|
Joined: Jul 2006
Posts: 4,222
Hoopy frood
|
OP
Hoopy frood
Joined: Jul 2006
Posts: 4,222 |
As I mentioned in this thread, we don't have access to the full match and its position made by the pcre engine, it's not that useful most of the time but in some cases it can. I'd use it for a bot, to show the capturing group and what is matched, something like !regex /b+a.*c/ bbbbadddc would be shown as bbbbadddc for example. My proposed syntax in that link is not so great though, it doesn't allow us to get the position of the full match. So I suggest $regmlex([name],M,[N],full) to return the full match, where the .pos property could be used.

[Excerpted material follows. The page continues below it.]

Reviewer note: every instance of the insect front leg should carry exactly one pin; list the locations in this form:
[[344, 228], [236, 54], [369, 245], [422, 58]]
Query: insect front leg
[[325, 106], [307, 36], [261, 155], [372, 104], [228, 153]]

#mircscripting @ irc.swiftirc.net == the best mIRC help channel
|
|
|
|
Joined: Jun 2008
Posts: 6
Nutrimatic drinks dispenser
|
Nutrimatic drinks dispenser
Joined: Jun 2008
Posts: 6 |
I also support this idea.
|
|
|
|
Joined: Feb 2006
Posts: 546
Fjord artisan
|
Fjord artisan
Joined: Feb 2006
Posts: 546 |
i also add my support because it can be useful and scripting this to work in the general case is impossible difficult but possible! i finally found a way to do this that doesn't involve completely parsing the expression
; $regexm(<string>, <regex> [, N])[.pos]
; Get the Nth value of match[0] (defaults to N = 1)

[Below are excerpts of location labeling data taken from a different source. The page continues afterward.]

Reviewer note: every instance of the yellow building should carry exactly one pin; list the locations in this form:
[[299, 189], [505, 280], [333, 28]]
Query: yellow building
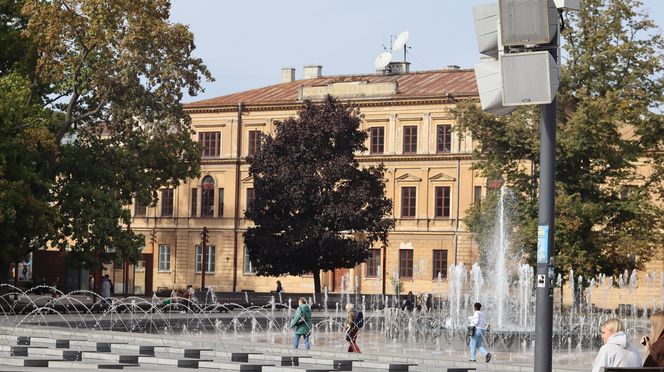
[[411, 131], [429, 179]]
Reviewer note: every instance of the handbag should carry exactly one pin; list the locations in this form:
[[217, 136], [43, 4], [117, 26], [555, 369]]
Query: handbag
[[471, 331]]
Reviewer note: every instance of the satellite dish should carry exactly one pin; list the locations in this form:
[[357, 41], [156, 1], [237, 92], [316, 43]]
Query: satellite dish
[[400, 41], [382, 60]]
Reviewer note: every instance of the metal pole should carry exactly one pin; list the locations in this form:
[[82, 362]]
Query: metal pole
[[203, 260], [545, 233]]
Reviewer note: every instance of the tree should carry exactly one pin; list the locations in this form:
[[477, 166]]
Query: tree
[[112, 76], [315, 208], [607, 215]]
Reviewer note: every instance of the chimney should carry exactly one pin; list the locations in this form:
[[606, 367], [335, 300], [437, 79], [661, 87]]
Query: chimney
[[312, 71], [287, 74]]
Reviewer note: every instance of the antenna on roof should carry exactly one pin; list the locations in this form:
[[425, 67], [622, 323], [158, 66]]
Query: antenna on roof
[[400, 43], [382, 60]]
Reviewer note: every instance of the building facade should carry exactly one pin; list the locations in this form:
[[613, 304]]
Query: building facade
[[411, 131]]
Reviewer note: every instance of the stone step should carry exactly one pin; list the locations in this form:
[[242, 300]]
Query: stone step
[[118, 358], [182, 363]]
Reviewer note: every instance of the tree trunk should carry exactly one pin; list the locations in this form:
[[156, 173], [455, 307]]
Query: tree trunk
[[316, 274], [4, 270]]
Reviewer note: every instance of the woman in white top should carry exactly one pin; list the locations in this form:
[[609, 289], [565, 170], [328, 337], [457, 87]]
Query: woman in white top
[[479, 322], [617, 351]]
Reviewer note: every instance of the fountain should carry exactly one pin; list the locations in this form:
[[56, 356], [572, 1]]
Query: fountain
[[436, 326]]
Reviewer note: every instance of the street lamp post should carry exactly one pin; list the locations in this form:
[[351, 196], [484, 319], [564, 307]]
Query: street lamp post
[[520, 40], [204, 240]]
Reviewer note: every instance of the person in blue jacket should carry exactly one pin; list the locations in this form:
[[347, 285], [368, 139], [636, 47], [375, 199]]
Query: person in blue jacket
[[302, 323]]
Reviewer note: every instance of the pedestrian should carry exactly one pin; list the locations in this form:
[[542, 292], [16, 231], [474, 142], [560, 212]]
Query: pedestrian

; Return its position with .pos
alias regexm {
; parse the full regex as mIRC does
noop $regex(full, $2, /^(?|m(.)?|(/)|^)(.*?)(?:\1(?!.*\1)(.*)$)?$/usD)
; isolate PCRE options from the start of the expression
noop $regex(pcre, $regmlex(full, 1, 2), /^((?:(?!\((?:(?:MARK|PRUNE|SKIP|THEN|\*(?=:))(?::[^()]*)?|ACCEPT|COMMIT)\))\(\*.*?\))*)(.*)/us)
; validate expression
if (!$regex( , $+(/, $regmlex(pcre, 1, 1), |, $regmlex(pcre, 1, 2), /))) {
echo -eagc i * $!regexm: Invalid expression ( $+ $regerrstr $+ )
return
}
var %char, %exp
; find suitable placeholder char
while ($chr($r(2048, 55295)) isin $1) /
%char = $v1
; add \K onto end of given expression
; first wrap entire expression in (?: ), adding \E in case of unterminated \Q
%exp = $+(m, $regmlex(full, 1, 1), $regmlex(pcre, 1, 1), (?: $+ $regmlex(pcre, 1, 2) $+ \E)(?(R)|\K), $regmlex(full, 1, 1), $regmlex(full, 1, 3))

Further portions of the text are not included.